The work at Adobe Systems toward getting its nearly ubiquitous Flash technology onto the Apple iPhone goes on...and on, and on.

Speaking with the Bloomberg news service on the sidelines of the World Economic Forum in Davos, Switzerland, Adobe CEO Shantanu Narayen acknowledged that even after months of striving, a workable version of Flash for the iPhone remains a tough nut to crack.

Apple iPhone
No Flash for you--not yet, anyway. CNET Networks

"It's a hard technical challenge, and that's part of the reason Apple and Adobe are collaborating," Narayen told Bloomberg Television. "The ball is in our court. The onus is on us to deliver."

How much exactly are the two companies collaborating? Some reaction to the Bloomberg report has taken Narayen's words to suggest that Apple is pitching in like never before. But we've seen that kind of generality before in regard to Flash for the iPhone, dating back to March 2008, when Adobe first confirmed that it was working to bring Flash apps to the iPhone. And even then, it was apparent that this would not be a simple chore.

As Adobe said at the time: "To bring the full capabilities of Flash to the iPhone Web-browsing experience we do need to work with Apple beyond and above what is available through the SDK (the iPhone software development kit) and the current license around it."

Two weeks before that, in early March, Apple CEO Steve Jobs had thrown cold water on hopes for a happy Flash-iPhone coexistence. The PC version of Flash, he said, "performs too slow to be useful" on the iPhone, while the Flash Lite version for mobile phones "is not capable of being used with the Web."

However far along Adobe actually is with reconfiguring Flash for the iPhone, it will need a definitive thumbs-up from Apple to bring the technology to the public.

So perhaps we should be paying more attention to this part of Narayen's statement to Bloomberg: "The onus is on us to deliver."

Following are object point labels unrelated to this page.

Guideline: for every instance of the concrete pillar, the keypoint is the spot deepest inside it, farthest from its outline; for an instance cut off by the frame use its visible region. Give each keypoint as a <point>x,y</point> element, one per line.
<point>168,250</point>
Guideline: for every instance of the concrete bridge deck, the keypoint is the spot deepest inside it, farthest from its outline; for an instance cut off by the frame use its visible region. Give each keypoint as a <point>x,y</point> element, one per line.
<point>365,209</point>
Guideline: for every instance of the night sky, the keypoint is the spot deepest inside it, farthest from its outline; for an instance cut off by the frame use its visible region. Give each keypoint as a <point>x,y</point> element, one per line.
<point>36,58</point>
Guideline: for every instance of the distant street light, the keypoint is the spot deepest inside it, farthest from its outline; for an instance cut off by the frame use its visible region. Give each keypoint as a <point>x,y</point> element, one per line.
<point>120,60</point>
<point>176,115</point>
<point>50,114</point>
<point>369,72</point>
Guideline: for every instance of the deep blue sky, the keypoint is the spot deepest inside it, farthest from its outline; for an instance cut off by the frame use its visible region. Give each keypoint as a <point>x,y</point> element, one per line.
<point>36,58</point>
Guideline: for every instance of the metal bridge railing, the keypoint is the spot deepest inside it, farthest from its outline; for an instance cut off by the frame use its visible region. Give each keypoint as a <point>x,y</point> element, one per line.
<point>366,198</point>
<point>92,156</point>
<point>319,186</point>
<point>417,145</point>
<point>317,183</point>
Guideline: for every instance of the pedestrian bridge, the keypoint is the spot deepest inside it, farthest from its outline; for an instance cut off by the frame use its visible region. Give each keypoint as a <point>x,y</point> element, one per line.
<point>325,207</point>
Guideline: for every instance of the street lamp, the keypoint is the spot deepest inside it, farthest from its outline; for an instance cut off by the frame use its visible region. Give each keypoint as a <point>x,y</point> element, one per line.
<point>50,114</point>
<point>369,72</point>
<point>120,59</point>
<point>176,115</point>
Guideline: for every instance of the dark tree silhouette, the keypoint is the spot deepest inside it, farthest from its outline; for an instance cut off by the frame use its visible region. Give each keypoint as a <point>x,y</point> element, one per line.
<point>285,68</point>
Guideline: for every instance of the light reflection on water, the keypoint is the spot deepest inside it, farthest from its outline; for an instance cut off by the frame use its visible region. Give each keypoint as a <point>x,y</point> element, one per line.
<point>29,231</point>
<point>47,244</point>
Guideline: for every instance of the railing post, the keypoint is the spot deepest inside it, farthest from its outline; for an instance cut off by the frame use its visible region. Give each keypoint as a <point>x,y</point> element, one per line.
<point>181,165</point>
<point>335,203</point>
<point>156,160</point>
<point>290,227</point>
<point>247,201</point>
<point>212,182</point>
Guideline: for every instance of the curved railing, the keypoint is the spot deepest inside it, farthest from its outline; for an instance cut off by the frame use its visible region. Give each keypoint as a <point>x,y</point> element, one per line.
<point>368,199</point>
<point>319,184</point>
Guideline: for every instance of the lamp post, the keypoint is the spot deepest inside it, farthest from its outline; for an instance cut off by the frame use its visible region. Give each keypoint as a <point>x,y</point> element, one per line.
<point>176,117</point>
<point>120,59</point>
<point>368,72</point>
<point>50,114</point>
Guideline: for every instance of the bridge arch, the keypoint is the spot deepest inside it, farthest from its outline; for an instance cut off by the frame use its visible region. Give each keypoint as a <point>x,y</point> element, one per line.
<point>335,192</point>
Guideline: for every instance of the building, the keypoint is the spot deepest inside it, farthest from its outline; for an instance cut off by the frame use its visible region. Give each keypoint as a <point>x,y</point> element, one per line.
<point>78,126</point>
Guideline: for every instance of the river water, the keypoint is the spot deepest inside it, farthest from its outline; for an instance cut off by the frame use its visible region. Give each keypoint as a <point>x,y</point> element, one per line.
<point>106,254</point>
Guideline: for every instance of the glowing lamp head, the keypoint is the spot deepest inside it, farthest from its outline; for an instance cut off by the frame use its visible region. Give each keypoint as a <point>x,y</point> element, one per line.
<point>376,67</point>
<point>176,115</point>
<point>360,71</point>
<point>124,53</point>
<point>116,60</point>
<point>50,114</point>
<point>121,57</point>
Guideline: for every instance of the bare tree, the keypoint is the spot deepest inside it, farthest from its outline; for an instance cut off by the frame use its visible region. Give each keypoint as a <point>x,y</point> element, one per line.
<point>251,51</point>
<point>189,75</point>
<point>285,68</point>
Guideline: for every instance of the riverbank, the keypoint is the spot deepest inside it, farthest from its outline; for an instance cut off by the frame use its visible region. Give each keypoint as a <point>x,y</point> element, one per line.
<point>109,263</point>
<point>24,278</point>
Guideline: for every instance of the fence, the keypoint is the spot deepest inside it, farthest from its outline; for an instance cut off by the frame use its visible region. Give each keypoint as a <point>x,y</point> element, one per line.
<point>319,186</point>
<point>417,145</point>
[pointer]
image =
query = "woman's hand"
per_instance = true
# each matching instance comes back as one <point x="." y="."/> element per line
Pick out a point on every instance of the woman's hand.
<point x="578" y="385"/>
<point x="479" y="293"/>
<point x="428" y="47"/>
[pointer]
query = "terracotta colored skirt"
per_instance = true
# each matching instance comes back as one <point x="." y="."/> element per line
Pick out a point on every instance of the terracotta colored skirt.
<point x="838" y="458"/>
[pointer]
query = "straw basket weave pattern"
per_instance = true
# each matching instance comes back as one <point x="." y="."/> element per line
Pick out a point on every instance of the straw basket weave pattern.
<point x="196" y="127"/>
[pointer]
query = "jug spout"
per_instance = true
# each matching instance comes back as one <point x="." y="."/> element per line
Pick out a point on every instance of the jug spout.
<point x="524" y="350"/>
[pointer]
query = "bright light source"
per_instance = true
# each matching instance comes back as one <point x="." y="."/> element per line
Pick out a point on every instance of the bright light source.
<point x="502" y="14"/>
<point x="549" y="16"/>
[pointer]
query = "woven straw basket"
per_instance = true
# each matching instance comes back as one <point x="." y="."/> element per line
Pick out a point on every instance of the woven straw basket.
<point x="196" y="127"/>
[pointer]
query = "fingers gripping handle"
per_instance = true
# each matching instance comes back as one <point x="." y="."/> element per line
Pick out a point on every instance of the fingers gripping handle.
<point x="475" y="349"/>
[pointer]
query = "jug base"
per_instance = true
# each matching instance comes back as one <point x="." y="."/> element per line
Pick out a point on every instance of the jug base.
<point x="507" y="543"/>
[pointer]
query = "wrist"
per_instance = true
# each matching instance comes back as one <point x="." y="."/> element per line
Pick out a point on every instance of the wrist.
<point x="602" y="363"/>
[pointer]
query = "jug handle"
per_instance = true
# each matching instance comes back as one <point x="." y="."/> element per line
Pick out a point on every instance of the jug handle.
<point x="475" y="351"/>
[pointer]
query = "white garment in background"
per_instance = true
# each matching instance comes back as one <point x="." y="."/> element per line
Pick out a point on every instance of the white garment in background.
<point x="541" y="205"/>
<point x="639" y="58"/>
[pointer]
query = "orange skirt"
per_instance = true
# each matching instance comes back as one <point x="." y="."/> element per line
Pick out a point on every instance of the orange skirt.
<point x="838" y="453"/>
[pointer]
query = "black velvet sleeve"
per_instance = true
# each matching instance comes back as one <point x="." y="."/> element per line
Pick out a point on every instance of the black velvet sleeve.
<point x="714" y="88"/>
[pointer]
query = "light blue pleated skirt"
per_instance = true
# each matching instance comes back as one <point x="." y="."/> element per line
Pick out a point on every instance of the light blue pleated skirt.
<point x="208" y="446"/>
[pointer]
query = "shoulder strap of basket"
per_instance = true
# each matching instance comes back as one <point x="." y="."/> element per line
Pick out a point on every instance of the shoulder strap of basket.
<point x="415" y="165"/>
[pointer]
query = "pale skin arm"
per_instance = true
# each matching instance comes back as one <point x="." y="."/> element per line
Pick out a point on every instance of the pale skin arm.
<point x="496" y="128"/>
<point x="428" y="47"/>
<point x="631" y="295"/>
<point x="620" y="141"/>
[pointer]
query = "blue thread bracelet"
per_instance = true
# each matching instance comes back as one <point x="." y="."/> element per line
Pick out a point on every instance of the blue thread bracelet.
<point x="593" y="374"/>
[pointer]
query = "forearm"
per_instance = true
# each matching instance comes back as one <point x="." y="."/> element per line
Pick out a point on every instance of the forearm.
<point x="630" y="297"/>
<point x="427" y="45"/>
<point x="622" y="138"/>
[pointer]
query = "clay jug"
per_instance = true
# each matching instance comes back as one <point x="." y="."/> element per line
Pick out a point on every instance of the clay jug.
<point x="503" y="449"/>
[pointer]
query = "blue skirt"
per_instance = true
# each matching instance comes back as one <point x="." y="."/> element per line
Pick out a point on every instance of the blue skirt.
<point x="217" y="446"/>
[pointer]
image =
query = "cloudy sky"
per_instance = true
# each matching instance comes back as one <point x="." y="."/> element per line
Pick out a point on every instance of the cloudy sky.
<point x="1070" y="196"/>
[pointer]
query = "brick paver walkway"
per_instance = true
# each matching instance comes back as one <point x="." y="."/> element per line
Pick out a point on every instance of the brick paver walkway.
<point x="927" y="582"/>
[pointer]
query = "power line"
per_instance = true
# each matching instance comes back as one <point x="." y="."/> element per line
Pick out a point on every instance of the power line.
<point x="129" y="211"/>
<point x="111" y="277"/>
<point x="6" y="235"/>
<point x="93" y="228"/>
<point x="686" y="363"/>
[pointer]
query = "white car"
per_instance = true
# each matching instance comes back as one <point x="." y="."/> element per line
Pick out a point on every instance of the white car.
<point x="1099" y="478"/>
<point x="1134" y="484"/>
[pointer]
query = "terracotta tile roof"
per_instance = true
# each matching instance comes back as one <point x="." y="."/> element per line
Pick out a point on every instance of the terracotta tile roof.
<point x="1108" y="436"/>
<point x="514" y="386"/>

In November, Adobe talked up a new push to broaden the use of Flash on mobile phones. "We are in the midst of evolving Flash Player 10 for mobile," Chief Technology Officer Kevin Lynch said at the time. "We're taking the full Flash Player and making that run on the higher end of the mobile market." Conspicuously absent from the presentation was the iPhone.

Lynch said in the November presentation that the company was confident enough to move up its goals for making phones Flash-enabled. "We're actually going to get 1 billion Flash-enabled phones by 2009," he said.